If it is desired to convert all characters of the text to lowercase before the tokenizer, it can be set with this parameter.

In [None]:
from pyspark.sql.types import StringType

content = "1. The investments made reached a value of £4.5Million, gaining __85.6% on DATE**[24/12/2022]."
pattern = "\\s+|(?=[-:;*__+,$&\\[\\]])|(?<=[-:;*__+,$&\\[\\]])"

df = spark.createDataFrame([content], StringType()).withColumnRenamed("value", "text")

documenter = DocumentAssembler()\
    .setInputCol("text")\
    .setOutputCol("document")

sentenceDetector = SentenceDetector()\
    .setInputCols(['document'])\
    .setOutputCol('sentence')

regexTokenizer = RegexTokenizer() \
    .setInputCols(["sentence"]) \
    .setOutputCol("regexToken") \
    .setPattern(pattern)\
    .setToLowercase(True)

docPatternRemoverPipeline = Pipeline().setStages([documenter,
                                                  sentenceDetector,
                                                  regexTokenizer])

result = docPatternRemoverPipeline.fit(df).transform(df)

result.selectExpr("sentence.result as Sentence", "regexToken.result as RegexToken").show(truncate=False)
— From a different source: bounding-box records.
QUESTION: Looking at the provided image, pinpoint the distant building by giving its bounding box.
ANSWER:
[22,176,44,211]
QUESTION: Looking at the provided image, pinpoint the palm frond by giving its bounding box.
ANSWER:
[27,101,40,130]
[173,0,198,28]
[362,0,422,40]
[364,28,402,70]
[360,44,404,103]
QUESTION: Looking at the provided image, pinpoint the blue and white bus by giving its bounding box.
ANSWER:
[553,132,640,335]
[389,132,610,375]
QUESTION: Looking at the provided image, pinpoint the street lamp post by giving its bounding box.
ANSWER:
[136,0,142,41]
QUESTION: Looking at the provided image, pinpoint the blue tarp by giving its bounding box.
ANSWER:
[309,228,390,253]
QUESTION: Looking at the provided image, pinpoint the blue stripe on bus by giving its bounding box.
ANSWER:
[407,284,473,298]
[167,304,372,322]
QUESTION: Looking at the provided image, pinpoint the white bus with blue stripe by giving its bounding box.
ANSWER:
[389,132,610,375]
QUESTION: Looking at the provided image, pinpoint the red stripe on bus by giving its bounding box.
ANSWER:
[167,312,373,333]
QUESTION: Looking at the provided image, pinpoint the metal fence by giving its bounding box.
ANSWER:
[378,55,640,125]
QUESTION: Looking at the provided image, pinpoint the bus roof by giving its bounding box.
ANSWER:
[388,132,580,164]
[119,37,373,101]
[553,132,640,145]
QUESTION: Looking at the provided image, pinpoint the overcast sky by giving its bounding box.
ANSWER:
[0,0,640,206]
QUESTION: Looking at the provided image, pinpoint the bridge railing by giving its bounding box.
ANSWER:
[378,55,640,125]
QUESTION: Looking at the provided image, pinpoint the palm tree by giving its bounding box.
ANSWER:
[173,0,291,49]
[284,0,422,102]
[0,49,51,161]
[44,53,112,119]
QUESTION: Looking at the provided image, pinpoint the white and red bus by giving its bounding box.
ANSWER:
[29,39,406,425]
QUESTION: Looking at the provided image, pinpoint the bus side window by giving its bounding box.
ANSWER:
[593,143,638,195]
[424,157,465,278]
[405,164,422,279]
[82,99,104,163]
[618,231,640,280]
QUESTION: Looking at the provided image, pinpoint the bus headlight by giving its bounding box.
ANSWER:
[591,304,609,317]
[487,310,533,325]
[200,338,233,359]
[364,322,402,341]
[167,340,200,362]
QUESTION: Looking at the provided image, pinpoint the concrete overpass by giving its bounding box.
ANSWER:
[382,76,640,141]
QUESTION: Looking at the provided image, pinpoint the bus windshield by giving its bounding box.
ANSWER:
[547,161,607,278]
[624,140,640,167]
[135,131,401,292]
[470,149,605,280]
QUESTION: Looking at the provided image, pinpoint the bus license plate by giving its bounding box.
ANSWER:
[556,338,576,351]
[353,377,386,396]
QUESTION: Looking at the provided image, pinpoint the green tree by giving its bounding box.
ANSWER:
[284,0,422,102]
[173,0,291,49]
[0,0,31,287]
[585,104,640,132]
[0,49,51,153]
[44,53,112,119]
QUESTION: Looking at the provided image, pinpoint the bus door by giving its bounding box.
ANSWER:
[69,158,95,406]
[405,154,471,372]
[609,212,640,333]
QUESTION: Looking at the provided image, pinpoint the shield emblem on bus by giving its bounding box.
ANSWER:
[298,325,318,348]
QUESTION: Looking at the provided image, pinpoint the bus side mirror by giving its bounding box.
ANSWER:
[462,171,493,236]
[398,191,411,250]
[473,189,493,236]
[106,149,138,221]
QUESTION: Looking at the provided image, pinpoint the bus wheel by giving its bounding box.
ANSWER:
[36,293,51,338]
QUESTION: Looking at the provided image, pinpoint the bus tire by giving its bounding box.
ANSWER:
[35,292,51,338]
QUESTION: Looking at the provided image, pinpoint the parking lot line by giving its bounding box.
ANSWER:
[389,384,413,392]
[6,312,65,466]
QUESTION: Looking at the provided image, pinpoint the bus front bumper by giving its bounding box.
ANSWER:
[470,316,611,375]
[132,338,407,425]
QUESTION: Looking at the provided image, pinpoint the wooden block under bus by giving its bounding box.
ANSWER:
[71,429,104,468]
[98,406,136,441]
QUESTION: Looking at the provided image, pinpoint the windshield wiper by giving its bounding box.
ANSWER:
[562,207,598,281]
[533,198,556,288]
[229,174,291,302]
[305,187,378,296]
+------------------------------------------------------------------------------------------------+------------------------------------------------------------------------------------------------------------------------------+
|Sentence                                                                                        |RegexToken                                                                                                                    |
+------------------------------------------------------------------------------------------------+------------------------------------------------------------------------------------------------------------------------------+
|[1. The investments made reached a value of £4.5Million, gaining __85.6% on DATE**[24/12/2022].]|[1., the, investments, made, reached, a, value, of, £4.5million, ,, gaining, _, _, 85.6%, on, date, *, *, [, 24/12/2022, ], .]|
+-----------------------------------------------------------------------------------------------

### `setMaxLength()`

This parameter can be adjusted when you want to see only tokens with a certain maximum length.

In [None]:
documentAssembler = DocumentAssembler() \
    .setInputCol("text") \
    .setOutputCol("document")

regexTokenizer = RegexTokenizer() \
    .setInputCols(["document"]) \
    .setOutputCol("regexToken") \
    .setPattern("\\s+|(?=[-:;*__+,$&\\[\\]])|(?<=[-:;*__+,$&\\[\\]])")\
    .setMaxLength(3)

pipeline = Pipeline().setStages([
      documentAssembler,
      regexTokenizer
    ])

data = spark.createDataFrame([["1. The investments made reached a value of £4.5Million, gaining __85.6% on DATE**[24/12/2022]."]]).toDF("text")
result = pipeline.fit(data).transform(data)

result.selectExpr("regexToken.result").show(truncate=False)

+--------------------------------------------+
|result                                      |
+--------------------------------------------+
|[1., The, a, of, ,, _, _, on, *, *, [, ], .]|
+--------------------------------------------+



As seen in the above results, only tokens with a maximum length of 3 were received.

### `setMinLength()`

This parameter can be adjusted when you want to see only tokens with a certain minimum length.

In [None]:
documentAssembler = DocumentAssembler() \
    .setInputCol("text") \
    .setOutputCol("document")

regexTokenizer = RegexTokenizer() \
    .setInputCols(["document"]) \
    .setOutputCol("regexToken") \
    .setPattern("\\s+|(?=[-:;*__+,$&\\[\\]])|(?<=[-:;*__+,$&\\[\\]])")\
    .setMinLength(5)

pipeline = Pipeline().setStages([
      documentAssembler,
      regexTokenizer
    ])

data = spark.createDataFrame([["1. The investments made reached a value of £4.5Million, gaining __85.6% on DATE**[24/12/2022]."]]).toDF("text")
result = pipeline.fit(data).transform(data)

result.selectExpr("regexToken.result").show(truncate=False)

+----------------------------------------------------------------------+
|result                                                                |
+----------------------------------------------------------------------+
|[investments, reached, value, £4.5Million, gaining, 85.6%, 24/12/2022]|
+----------------------------------------------------------------------+



As seen in the above results, only tokens with a minimum length of 5 were received.